The latest gift should come as no surprise to those familiar with the Ayers Foundation's history of giving. The grantmaker has supported numerous projects in its 17-year history; the Ayers Foundation Scholarship Program has made higher education accessible for more than 3,000 students from West Tennessee, including those from Jim Ayers’ home county of Decatur.
Commenting on the gift, Ayers said, "We need to do things to enable people who aren’t as financially fortunate as we are to get a great education. There are people who need an education from Belmont who just can’t afford it and those are the people we want to help."
Amen to that. But this is yet another big scholarship gift where there's not even a nod to how soaring tuition costs have driven college out of reach of many middle class families, to say nothing of lower-income households.
What's going on in the university world is something akin to the Bilbao Effect in the visual arts space—schools are spending heavily to create a more attractive, and in many cases, palatial student experience. Here, too, Belmont is a a perfect case study, engaging in what the Nashville Post has called a "construction boom." Belmont's Vice President for Development and External Relations Dr. Perry Moulds has said: "Over the past 15 years, Belmont University has invested in efforts to build spectacular new facilities that serve our student body by providing state-of-the-art classroom, laboratory, performance and residential experiences."
These are (more or less) necessary investments, but as we all know, funding is finite. Faced with excessive capital expenses, universities often find themselves robbing Peter to pay Paul.
Then again, if the money keeps flowing, what's the problem? University coffers get replenished, gleaming buildings get erected, and lenders keep handing out student loans; meanwhile, as of late 2015, tuition has risen across the board, even though government reports suggest that there has been no inflation in the rest of the economy over the previous 12 months.
The machine keeps humming along and everyone's happy—until some 21-year-old graduate gets her first student loan statement and realizes she'll never pay it off in her lifetime. Or multiple lifetimes.
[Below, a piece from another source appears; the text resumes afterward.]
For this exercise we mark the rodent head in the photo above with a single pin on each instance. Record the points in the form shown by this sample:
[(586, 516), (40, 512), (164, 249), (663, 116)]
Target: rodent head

So while we certainly applaud the fact that donors are making it easier for students to attend college for free, we'd like to pose an ancillary question: Why don't more donors step up to address the root causes of runaway tuition?
Of course, some foundations, like Lumina, have been working on the issue of student debt. Some of that work gets into the tuition problem, but much does not, and there's little overall investment by foundations in exploring solutions in this area.
There's even less interest on the part of individual donors, even those who clearly care about ensuring that college is accessible to students of more modest means. You'd think many alumni donors would be up in arms about soaring tuition costs at their alma maters. But apparently not. Instead, the reaction is often to pour more money into scholarships—which are good, as we've said, but also clearly a Band-Aid solution here.